The Super 8 Dreams of Saul Levine
Artist Saul Levine presents a selection of his work from the past 35 years—"a lot of it highly edited where splice tape becomes an essential component of the image," according to Cinema Project. More info: cinemaproject.org. YU Contemporary.

This Must Be the Place
This might be the most confusing and confused movie ever put into the ethersphere. Sean Penn plays a cross between a doddering grandma, Robert Smith, and burned-out Ozzy Osbourne. He also wears a shit-ton of makeup, which you get to admire at least seven times in claustrophobic close-ups. Penn is Cheyenne, a soft-spoken eccentric former rockstar who lives in a mansion in Dublin with his firefighter wife (Frances McDormand) and trawls the mall with a sciatic shuffle and a shopping cart alongside his teenage goth girl BFF. But about halfway into this shambling thing, Penn gets a call that his father has died—then it turns into a Nazi-hunting/road-trip/Holocaust story, with Judd Hirsch, Harry Dean Stanton, and David Byrne (?!?!). This Must Be the Place feels like a really perplexing game of Mad Libs. COURTNEY FERGUSON Fox Tower 10.

recommended We Were Here
For years, documentaries about the AIDS epidemic landed so close to the trauma of that time that they couldn't be seen properly. Fifteen years after protease inhibitors stopped the merciless death march of AIDS in America, the horror and heroism of the early years can finally be commemorated in full. David Weissman's documentary We Were Here tracks the "gay plague" as it ravaged San Francisco in the early 1980s, striking down a generation of men and drawing forth exceptional tenacity and bravery from those lucky enough to be survivors. (Perennially unsung heroes: lesbians, who raced in to help when gay men proved too sick to care for each other.) It's an awesome thing to behold. You'll bawl your eyes out and be grateful for the opportunity. DAVID SCHMADER Fifth Avenue Cinema.

The World's Greatest Sinner
A screening of "Timothy Carey's grindhouse magnum opus," an "outrageous and prophetic examination of religion, politics, and rock 'n' roll." Presented by Carey's son.
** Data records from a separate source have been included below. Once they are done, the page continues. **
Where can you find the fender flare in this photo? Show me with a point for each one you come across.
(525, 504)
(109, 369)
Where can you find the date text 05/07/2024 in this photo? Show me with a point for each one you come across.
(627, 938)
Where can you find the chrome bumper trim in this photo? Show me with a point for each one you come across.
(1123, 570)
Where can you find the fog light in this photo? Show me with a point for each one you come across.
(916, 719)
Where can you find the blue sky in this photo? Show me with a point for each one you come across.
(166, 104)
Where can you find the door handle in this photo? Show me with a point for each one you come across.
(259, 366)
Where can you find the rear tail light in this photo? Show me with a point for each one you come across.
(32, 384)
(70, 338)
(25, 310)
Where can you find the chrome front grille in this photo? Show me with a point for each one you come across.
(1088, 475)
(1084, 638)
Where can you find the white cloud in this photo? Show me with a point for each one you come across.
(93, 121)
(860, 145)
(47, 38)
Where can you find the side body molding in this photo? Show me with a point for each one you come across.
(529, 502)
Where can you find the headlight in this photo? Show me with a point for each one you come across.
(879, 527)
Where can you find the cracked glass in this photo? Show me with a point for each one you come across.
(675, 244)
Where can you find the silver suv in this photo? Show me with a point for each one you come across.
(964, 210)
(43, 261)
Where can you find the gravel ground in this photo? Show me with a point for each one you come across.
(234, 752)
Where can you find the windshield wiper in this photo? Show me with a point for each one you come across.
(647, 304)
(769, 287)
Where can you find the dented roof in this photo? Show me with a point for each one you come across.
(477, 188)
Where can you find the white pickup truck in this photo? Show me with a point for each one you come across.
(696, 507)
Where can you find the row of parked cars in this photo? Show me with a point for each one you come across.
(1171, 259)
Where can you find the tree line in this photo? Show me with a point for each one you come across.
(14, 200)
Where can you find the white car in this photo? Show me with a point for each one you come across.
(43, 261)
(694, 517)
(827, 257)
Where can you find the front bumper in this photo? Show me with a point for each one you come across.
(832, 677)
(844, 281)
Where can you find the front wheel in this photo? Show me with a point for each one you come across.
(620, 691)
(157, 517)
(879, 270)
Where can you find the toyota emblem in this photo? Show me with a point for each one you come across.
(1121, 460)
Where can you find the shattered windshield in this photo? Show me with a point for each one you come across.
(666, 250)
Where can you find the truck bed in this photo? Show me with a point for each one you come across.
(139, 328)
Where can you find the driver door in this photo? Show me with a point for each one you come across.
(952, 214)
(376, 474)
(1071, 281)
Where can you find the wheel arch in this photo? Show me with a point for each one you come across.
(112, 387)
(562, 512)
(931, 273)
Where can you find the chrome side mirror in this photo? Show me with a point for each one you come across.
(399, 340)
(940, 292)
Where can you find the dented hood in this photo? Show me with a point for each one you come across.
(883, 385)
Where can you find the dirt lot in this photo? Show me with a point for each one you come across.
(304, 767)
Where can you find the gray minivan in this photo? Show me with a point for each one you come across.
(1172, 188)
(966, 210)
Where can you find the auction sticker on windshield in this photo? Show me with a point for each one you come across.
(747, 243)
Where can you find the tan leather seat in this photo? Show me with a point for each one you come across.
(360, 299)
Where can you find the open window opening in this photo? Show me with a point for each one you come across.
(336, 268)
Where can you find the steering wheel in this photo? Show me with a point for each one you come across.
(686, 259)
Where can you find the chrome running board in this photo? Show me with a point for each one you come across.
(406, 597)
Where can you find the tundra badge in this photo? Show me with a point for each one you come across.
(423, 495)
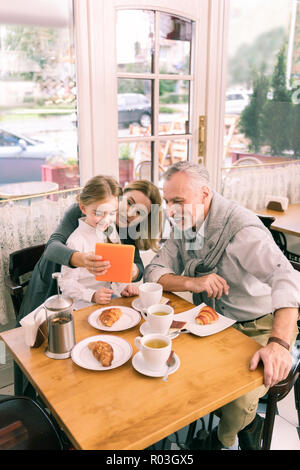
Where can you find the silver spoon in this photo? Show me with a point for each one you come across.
(170, 363)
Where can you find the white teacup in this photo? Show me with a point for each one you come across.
(150, 293)
(155, 349)
(159, 317)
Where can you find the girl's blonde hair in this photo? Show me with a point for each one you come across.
(98, 188)
(152, 192)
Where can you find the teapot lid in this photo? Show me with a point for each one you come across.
(58, 302)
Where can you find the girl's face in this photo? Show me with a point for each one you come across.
(134, 207)
(101, 214)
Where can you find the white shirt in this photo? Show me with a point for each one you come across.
(260, 278)
(79, 283)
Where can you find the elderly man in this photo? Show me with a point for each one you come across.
(219, 250)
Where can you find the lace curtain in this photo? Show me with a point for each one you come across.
(25, 223)
(251, 186)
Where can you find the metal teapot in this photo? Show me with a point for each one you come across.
(60, 324)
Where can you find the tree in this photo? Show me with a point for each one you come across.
(255, 56)
(278, 112)
(252, 116)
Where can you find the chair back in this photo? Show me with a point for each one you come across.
(24, 425)
(21, 265)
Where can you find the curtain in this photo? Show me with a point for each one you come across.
(250, 187)
(26, 223)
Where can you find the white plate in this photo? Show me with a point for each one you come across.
(146, 330)
(128, 319)
(203, 330)
(139, 364)
(136, 303)
(83, 356)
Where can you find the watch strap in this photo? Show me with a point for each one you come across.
(274, 339)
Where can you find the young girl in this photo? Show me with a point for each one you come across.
(98, 201)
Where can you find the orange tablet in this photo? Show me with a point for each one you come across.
(121, 261)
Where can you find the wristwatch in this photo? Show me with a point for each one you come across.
(274, 339)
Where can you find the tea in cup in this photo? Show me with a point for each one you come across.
(155, 349)
(150, 293)
(159, 318)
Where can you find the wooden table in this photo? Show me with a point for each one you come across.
(122, 409)
(287, 222)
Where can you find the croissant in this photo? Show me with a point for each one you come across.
(206, 316)
(102, 351)
(110, 316)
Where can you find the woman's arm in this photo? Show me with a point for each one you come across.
(139, 266)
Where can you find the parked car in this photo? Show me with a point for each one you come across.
(134, 107)
(236, 101)
(21, 158)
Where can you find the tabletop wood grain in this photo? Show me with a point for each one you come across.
(123, 409)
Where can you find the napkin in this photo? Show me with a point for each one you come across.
(34, 327)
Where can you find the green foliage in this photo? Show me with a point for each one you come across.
(277, 123)
(273, 122)
(251, 121)
(255, 56)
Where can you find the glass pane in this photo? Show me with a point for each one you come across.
(175, 44)
(38, 131)
(134, 107)
(261, 103)
(174, 106)
(134, 161)
(135, 40)
(172, 151)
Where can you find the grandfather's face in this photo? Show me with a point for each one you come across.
(185, 202)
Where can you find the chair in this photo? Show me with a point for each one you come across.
(24, 425)
(277, 393)
(279, 238)
(21, 264)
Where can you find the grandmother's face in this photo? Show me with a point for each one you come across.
(185, 201)
(133, 208)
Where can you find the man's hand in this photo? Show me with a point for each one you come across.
(277, 363)
(130, 290)
(213, 284)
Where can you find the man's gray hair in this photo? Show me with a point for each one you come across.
(197, 173)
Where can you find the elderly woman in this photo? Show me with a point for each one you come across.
(138, 223)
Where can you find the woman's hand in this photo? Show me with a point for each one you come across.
(93, 263)
(130, 291)
(102, 296)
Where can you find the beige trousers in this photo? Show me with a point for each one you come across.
(239, 413)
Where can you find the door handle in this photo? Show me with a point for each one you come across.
(201, 139)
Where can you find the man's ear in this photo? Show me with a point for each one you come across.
(205, 191)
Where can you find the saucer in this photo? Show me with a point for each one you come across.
(137, 305)
(146, 330)
(139, 364)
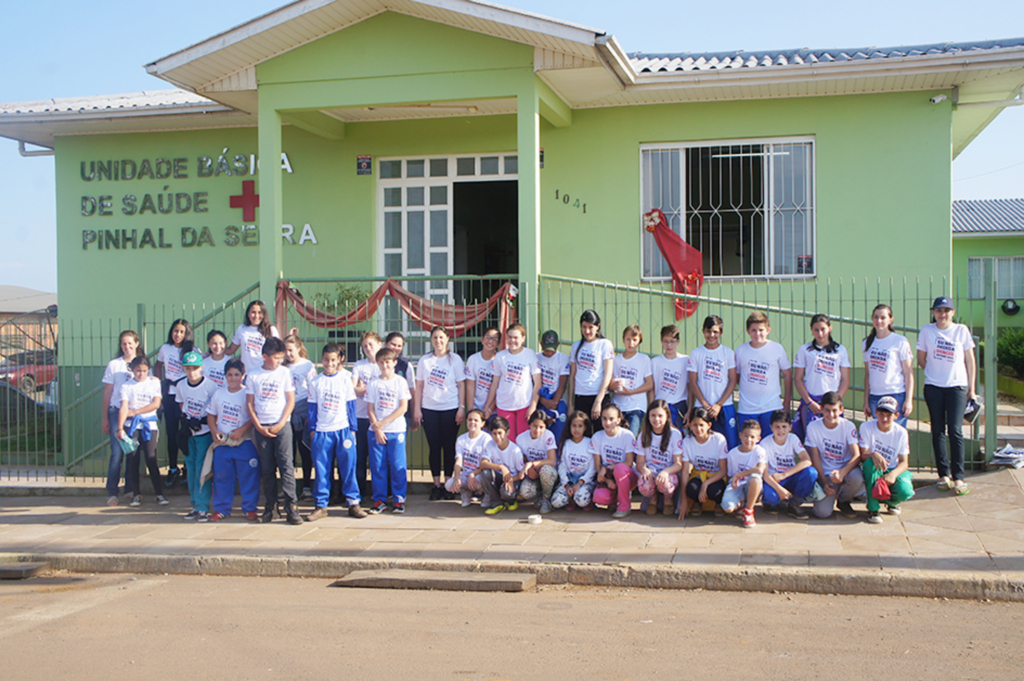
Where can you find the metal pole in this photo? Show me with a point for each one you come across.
(991, 378)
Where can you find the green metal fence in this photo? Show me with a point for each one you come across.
(56, 431)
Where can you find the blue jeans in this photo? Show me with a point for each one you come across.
(800, 485)
(117, 454)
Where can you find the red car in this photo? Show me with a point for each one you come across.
(30, 370)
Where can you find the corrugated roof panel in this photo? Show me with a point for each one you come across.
(992, 216)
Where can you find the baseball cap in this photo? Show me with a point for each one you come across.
(888, 403)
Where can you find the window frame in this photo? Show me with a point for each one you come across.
(769, 203)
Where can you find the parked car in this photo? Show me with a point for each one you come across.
(29, 370)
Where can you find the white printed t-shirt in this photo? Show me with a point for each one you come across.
(712, 368)
(515, 389)
(633, 373)
(833, 445)
(759, 371)
(536, 450)
(654, 459)
(481, 372)
(672, 378)
(269, 389)
(821, 370)
(891, 445)
(386, 396)
(195, 400)
(885, 362)
(611, 451)
(229, 410)
(331, 393)
(706, 457)
(590, 365)
(782, 457)
(440, 378)
(945, 367)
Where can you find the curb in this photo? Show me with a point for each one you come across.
(798, 580)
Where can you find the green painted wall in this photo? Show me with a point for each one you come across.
(982, 247)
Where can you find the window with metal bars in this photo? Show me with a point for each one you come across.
(1009, 278)
(747, 206)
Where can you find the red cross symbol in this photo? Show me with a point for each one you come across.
(248, 201)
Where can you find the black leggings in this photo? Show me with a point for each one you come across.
(148, 450)
(441, 432)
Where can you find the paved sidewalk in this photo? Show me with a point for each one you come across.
(978, 537)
Hollywood Theatre.

Wreck-It Ralph
Q*bert, his game long since unplugged, is a gibberish-spouting panhandler. When he's done racking up combos in Street Fighter, Zangief finds solace at Bad-Anon, where videogame villains share their vulnerabilities. For those of us raised in the Mario Age, the first few minutes of Wreck-It Ralph are like a videogame Who Framed Roger Rabbit, with everyone from Sonic to Bowser stopping by. But once its nostalgic, clever opening is out of the way, Wreck-It Ralph gets significantly less fun: It's just Toy Story in an arcade. ERIK HENRIKSEN Various Theaters.